Cermin Kopi
Aku melihat wajahku dalam secangkir kopi
Bercermin pada kaca hitam bening
Rambut ikal
Mata coklat
Hidung mancung
Mulut kecil
Bibir basah
Gigi rapi
Dagu runcing
Kulit gading
Pelan-pelan kuaduk kopi
Sekali sendok memutar, semua itu buyar
////////////////////////
Serenada Kopi Ketika Rinai Berhenti
Seperti mentari batal layur bumi
nimbus Oktober datang bawa hujan
Aku batal seduh kopi
semut bawa kabur gula terakhirku
Lidahku pahit
seperti tanah Banda Aceh dilanda kemarau sebelum September datang
Dalam penantian tak pasti
rinai hujan berhenti di luar kamarku
kau menyusup melalui celah jendela
seperti hantu Casper yang baik hati
Kau tutup dua mataku dengan jemari lembutmu
:
aku melihat semut-semut tadi melarikan gulaku
ke..
ke..
tanganmu; sengaja kau suruh, kata mereka
Bau manis kulitmu sirna
mataku terbuka
kau sedang tuangkan gula ke cangkir kopiku
kau menyenyumiku lalu menghilang
dan rinai hujan berderu lagi di luar kamarku
“Setiap kau tuang bubuk kopi ke cangkir, aku akan hadir membawamu gula”

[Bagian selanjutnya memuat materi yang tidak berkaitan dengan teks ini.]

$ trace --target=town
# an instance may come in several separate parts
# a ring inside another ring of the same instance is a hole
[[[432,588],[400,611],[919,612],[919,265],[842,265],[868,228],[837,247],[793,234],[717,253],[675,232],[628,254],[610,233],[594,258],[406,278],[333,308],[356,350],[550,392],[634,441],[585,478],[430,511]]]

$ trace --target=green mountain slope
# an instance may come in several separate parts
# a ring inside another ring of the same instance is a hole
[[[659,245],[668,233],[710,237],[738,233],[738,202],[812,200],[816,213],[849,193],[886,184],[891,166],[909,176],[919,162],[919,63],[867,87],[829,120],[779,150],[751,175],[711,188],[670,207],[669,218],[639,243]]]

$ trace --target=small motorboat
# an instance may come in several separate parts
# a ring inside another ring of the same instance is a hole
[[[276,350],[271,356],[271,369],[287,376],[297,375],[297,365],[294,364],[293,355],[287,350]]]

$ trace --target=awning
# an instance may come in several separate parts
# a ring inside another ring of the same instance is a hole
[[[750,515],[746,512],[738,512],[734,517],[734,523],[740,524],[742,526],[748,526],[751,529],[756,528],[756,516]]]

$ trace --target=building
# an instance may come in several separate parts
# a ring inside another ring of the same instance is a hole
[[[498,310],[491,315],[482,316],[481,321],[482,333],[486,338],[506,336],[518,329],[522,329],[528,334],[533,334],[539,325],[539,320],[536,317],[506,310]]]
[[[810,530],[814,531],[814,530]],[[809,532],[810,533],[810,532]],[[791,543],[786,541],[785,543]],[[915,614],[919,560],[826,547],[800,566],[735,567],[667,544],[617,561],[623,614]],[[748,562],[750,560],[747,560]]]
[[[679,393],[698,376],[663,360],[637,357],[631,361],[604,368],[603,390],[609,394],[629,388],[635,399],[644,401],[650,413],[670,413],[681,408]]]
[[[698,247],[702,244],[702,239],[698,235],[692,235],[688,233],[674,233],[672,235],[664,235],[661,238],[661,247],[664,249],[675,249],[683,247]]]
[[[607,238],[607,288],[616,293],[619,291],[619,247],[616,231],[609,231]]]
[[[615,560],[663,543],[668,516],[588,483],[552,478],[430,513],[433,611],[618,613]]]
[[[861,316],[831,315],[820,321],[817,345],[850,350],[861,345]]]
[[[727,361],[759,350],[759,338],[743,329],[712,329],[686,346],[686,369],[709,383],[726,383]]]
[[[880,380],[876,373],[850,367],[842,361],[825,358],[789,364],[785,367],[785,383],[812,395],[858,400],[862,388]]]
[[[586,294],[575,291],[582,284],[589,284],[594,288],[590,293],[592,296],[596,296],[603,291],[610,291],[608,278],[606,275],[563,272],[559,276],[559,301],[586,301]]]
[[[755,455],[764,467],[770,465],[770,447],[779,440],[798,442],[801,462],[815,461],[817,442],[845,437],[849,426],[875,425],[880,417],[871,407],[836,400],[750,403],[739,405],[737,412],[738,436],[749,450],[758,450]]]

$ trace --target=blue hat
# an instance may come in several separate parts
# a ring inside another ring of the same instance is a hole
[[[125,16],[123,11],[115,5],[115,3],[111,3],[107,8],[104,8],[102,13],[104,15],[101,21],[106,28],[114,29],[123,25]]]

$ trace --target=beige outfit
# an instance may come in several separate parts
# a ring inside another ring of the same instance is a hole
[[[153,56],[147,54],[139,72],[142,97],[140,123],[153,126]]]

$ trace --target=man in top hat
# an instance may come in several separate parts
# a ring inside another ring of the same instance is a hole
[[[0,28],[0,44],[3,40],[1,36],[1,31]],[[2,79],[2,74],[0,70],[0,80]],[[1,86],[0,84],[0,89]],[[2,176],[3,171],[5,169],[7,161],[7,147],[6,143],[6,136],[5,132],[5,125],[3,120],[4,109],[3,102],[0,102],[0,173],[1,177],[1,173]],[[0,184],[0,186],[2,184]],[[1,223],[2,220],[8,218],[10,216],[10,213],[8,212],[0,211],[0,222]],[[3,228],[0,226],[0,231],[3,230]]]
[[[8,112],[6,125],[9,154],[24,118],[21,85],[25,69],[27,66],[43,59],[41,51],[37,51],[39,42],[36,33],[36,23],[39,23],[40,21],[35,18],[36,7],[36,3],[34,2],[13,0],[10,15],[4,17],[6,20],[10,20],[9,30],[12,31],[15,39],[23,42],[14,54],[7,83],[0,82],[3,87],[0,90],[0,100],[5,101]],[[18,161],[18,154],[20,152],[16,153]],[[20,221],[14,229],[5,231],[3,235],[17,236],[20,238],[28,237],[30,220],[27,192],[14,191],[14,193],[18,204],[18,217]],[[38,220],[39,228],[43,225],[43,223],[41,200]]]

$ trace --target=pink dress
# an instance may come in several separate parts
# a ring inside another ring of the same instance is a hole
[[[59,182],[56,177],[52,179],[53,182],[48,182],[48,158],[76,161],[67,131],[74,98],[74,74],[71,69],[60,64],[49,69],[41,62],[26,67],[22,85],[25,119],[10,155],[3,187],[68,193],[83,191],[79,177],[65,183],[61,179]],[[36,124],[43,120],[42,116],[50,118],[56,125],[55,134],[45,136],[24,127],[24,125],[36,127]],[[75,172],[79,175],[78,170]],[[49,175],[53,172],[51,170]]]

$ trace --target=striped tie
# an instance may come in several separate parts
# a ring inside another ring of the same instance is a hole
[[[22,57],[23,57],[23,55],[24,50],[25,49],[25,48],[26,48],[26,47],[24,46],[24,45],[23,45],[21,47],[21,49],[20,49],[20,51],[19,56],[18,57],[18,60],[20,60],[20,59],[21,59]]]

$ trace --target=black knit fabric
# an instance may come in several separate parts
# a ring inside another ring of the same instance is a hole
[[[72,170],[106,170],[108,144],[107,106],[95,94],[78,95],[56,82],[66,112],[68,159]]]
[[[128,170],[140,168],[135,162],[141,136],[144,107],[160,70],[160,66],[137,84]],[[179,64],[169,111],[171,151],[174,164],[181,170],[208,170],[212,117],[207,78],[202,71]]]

Kau menuliskannya di kaca jendelaku
oh, kau, datanglah lagi
bubuk kopiku tengik bila tanpamu
/////////////////////////
No Coffee, No Money
Suatu pagi di Banda Aceh
Ketika matahari belum datang
Kedai-kedai di sudut kota sudut desa tak buka
Lelaki berdasi, bersarung, berpeci, dan berpakaian olahraga linglung
Mereka bertanya-tanya:
Kenapa kedai tutup
“Bubuk kopi telah habis”
“Pelanggan kami penikmat kopi”
“No coffee, no money”
Termangu mereka
Tiga kalimat itu melekat pada setiap pintu kedai
Dan sumpah-serapah mengalir
“Siapa yang telah mencuri bubuk kopi”
Mereka demo di Bundaran Simpang Lima
Tak satupun peduli, tiada kendaraan yang melintas
Seperti semut-semut mengusung remah-remah
Mereka mengarak ke kantor DPRA
Sebuah slogan disemat pada pintu gerbang tergembok
“Bubuk kopi telah habis”
“Anggota dewan juga penikmat kopi”
“No coffee, no money”
Seperti daun kering hanyut di arus sungai
Mereka lari ke kantor gubernur
Dengan amarah
“Bubuk kopi telah habis”
“Gubernur juga penikmat kopi”
“No coffee, no money”
Seperti daun putri malu tersentuh
Termangu mereka, terduduk lesu
Hingga awan hitam tiba bawa gerimis
Tersentak aku buka mata
Ke mana cangkir kopiku
Oh, telah habis, tidur lagi ah
////////////////////////////
Putri Kopi
Perempuan-perempuan berlenggak-lenggok di panggung
Pamer punggung pamer dada
Mereka maju mengacak pinggang
Lalu mundur buang pandang buang pinggul
Hanya itu
Dan lampu mati
Lelaki pendek membelah temaram
Dan menyebut-nyebut namaku, nama ayahku, nama ibuku, nama moyangku
Oh, Tuhan, dia memanggilku
Tapi matanya menyorot keremangan
Perempuan berlenggak-lenggok di panggung
Maju mengacak pinggang dan berhenti
Lelaki pendek mengeluarkan mahkota
“Selamat! Kamu putri kopi tahun ini,” katanya
Oh, Tuhan, lalu aku ini siapa
Bukankah aku putri kopi
Aku benci perempuan itu
Ia bukan putri kopi, bukan
/////////////////
Makmur Dimila adalah nama pena dari Makmur, pemuda kelahiran Sigli pada 19 Desember 1990. Kini bergiat di Komunitas Jeuneurob. Beberapa karyanya baik fiksi maupun nonfiksi telah dimuat di beberapa media lokal. Aktif menulis sejak Juli 2010. Ia penyuka warna hijau dan biru. Ketagihan makan kacang-kacangan.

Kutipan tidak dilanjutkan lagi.